(All amounts expressed in Canadian dollars unless otherwise noted)
Agnico Eagle Mines Limited (NYSE: AEM) (TSX: AEM) ("Agnico Eagle") announced that it has agreed to subscribe for 14,000,000 units ("Units") of Cartier Resources Inc. (TSX-V: ECR) ("Cartier") in a non-brokered private placement at a price of $0.13 per Unit for total consideration of approximately $1,820,000 . Each Unit is comprised of one common share of Cartier (a "Common Share") and one-half of one common share purchase warrant of Cartier (each full warrant, a "Warrant"). Each Warrant entitles the holder to acquire one Common Share at a price of $0.16 for a period of 36 months following the closing date of the private placement. Closing is expected to occur on or about May 20, 2022 and is subject to certain conditions.
Agnico Eagle currently owns 35,292,536 Common Shares, representing approximately 13.33% of the issued and outstanding Common Shares on a non-diluted basis. On closing of the private placement, Agnico Eagle will own 49,292,536 Common Shares and 7,000,000 Warrants, representing approximately 17.70% of the issued and outstanding Common Shares on a non-diluted basis and 19.72% of the issued and outstanding Common Shares on a partially-diluted basis assuming exercise of the Warrants held by Agnico Eagle.
Agnico Eagle and Cartier entered into an investor rights agreement dated December 22, 2016 . In connection with closing of the private placement, Agnico Eagle and Cartier will enter into an amended and restated investor rights agreement pursuant to which Agnico Eagle will be entitled to, among other things, the following rights (subject to maintaining certain ownership thresholds): (a) the right to participate in certain equity financings by Cartier in order to acquire up to a 19.97% ownership interest in Cartier; and (b) the right (which Agnico Eagle has no present intention of exercising) to nominate one person (and in the case of an increase in the size of the board of directors of Cartier to 10 or more directors, two persons) to the board of directors of Cartier .

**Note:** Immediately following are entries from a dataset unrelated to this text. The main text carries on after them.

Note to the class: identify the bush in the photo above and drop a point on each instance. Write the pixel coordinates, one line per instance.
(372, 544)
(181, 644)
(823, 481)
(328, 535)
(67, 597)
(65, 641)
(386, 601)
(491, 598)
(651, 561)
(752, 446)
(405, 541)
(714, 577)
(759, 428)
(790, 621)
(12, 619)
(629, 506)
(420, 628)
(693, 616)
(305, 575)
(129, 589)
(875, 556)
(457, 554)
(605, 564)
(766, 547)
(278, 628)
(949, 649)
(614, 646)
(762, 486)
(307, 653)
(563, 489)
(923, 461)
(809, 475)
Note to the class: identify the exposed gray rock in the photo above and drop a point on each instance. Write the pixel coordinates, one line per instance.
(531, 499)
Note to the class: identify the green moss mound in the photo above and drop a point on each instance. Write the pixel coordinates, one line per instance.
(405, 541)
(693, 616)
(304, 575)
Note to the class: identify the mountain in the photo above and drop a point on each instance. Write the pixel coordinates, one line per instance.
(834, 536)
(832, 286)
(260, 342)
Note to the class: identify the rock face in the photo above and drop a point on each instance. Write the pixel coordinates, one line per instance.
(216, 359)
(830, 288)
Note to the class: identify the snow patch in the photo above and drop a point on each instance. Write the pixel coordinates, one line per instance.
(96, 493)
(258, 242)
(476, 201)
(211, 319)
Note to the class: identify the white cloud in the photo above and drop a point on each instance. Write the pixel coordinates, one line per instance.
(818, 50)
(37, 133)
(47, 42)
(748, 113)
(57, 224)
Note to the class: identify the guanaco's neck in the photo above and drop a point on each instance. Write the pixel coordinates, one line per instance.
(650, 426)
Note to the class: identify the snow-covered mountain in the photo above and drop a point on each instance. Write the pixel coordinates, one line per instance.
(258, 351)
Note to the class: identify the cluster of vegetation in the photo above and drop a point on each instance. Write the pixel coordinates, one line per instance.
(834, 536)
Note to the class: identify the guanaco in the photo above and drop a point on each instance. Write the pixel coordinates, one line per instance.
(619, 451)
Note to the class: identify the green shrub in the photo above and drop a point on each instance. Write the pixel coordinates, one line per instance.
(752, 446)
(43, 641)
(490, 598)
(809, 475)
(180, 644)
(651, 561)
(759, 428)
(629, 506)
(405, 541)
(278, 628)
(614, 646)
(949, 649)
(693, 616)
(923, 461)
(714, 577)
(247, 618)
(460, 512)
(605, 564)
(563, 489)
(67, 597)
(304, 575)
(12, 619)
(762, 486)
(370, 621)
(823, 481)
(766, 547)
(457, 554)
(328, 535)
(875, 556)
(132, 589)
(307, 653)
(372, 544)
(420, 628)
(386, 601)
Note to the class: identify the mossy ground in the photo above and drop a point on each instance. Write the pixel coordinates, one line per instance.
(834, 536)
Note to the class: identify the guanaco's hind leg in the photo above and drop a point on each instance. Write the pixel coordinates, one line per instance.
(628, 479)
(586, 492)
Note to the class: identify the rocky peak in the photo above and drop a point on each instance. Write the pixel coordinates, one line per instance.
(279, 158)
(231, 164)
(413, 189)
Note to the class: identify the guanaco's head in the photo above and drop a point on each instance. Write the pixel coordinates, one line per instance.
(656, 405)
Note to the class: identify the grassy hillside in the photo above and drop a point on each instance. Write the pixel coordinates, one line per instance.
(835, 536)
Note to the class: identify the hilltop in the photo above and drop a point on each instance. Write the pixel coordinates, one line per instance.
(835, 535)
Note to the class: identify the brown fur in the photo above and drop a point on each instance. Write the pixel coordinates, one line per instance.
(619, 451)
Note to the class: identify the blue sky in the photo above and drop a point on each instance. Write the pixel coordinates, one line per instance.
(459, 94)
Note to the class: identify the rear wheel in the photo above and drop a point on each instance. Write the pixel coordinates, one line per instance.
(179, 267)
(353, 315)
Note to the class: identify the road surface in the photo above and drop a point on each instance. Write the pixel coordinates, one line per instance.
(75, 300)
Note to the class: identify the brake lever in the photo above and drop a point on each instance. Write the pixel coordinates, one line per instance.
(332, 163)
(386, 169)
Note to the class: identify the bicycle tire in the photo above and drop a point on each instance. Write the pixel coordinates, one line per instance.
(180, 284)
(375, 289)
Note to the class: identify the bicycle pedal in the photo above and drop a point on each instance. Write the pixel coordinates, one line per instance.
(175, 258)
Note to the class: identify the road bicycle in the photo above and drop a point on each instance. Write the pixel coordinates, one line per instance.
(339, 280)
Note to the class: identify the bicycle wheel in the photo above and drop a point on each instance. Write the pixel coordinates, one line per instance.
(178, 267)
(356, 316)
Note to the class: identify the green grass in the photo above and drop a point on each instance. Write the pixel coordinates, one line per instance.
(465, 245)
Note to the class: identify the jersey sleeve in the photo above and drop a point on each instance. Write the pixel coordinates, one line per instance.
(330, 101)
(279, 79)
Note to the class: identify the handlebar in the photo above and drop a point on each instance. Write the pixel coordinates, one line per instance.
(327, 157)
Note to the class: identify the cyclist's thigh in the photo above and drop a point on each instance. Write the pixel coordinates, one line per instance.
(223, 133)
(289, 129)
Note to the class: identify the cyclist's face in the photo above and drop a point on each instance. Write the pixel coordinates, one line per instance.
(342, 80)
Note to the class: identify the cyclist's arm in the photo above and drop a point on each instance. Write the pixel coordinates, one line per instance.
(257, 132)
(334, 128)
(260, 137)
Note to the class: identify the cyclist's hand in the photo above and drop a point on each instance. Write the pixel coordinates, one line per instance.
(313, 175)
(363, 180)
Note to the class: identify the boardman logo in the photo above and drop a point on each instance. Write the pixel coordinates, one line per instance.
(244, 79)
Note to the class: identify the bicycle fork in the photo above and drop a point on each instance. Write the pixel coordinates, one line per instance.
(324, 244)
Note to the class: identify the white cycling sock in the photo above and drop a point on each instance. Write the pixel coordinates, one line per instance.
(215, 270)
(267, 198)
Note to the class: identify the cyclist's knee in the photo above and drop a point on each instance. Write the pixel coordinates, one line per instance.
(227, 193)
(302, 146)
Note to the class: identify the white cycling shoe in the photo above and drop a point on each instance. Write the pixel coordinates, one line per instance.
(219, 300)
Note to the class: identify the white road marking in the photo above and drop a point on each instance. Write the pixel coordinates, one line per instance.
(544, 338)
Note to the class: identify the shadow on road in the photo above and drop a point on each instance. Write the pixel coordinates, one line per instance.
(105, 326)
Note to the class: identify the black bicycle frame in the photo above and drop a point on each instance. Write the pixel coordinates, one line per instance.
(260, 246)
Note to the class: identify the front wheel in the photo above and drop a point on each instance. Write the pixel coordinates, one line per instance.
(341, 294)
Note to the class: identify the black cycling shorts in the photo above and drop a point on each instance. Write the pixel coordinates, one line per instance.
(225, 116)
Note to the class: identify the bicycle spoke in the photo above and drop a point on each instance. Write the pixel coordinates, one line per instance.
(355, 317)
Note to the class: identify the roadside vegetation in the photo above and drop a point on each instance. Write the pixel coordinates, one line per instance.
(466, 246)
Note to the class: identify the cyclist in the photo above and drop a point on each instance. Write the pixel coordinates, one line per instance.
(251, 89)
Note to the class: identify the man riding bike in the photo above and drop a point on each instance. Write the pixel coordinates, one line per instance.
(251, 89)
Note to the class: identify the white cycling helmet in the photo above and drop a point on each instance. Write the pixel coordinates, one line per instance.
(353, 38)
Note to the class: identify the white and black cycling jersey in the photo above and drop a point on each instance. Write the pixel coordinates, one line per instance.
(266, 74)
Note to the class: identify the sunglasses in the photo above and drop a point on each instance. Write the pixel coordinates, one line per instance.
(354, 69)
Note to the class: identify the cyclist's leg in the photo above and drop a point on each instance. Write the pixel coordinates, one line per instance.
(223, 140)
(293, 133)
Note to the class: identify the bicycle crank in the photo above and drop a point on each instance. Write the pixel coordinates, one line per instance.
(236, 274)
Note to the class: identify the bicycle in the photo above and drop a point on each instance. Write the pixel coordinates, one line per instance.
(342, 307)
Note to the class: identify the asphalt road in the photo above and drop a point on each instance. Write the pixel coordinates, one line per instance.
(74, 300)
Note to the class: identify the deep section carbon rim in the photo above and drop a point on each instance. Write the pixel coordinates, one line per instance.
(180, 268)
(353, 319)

Agnico Eagle is acquiring the Common Shares and Warrants for investment purposes. Depending on market conditions and other factors, Agnico Eagle may, from time to time, acquire additional Common Shares, common share purchase warrants or other securities of Cartier or dispose of some or all of the Common Shares, Warrants or other securities of Cartier that it owns at such time.
An amended early warning report will be filed by Agnico Eagle in accordance with applicable securities laws. To obtain a copy of the early warning report, please contact:
Agnico Eagle Mines Limited
145 King Street East , Suite 400
Toronto, Ontario M5C 2Y7
Agnico Eagle's head office is located at 145 King Street East, Suite 400, Toronto, Ontario M5C 2Y7. Cartier's head office is located at 1740, chemin Sullivan , Suite 1000, Val-d'Or, Quebec J9P 7H1.
About Agnico Eagle
Agnico Eagle is a senior Canadian gold mining company, producing precious metals from operations in Canada , Australia , Finland and Mexico . It has a pipeline of high-quality exploration and development projects in these countries as well as in the United States and Colombia . Agnico Eagle is a partner of choice within the mining industry, recognized globally for its leading environmental, social and governance practices. Agnico Eagle was founded in 1957 and has consistently created value for its shareholders, declaring a cash dividend every year since 1983.
The information in this news release has been prepared as at May 18, 2022 . Certain statements in this news release, referred to herein as "forward-looking statements", constitute "forward-looking statements" within the meaning of the United States Private Securities Litigation Reform Act of 1995 and "forward-looking information" under the provisions of Canadian provincial securities laws. These statements can be identified by the use of words such as "may", "will" or similar terms.
Forward-looking statements in this news release include, without limitation, statements relating to the expected closing date of the private placement, Agnico Eagle's ownership interest in Cartier upon closing of the private placement, Agnico Eagle's acquisition or disposition of securities of Cartier in the future and the terms of the amended and restated investor rights agreement.
Forward-looking statements are necessarily based upon a number of factors and assumptions that, while considered reasonable by Agnico Eagle as of the date of such statements, are inherently subject to significant business, economic and competitive uncertainties and contingencies. Many factors, known and unknown, could cause actual results to be materially different from those expressed or implied by such forward-looking statements. Readers are cautioned not to place undue reliance on these forward-looking statements, which speak only as of the date made. Other than as required by law, Agnico Eagle does not intend, and does not assume any obligation, to update these forward-looking statements.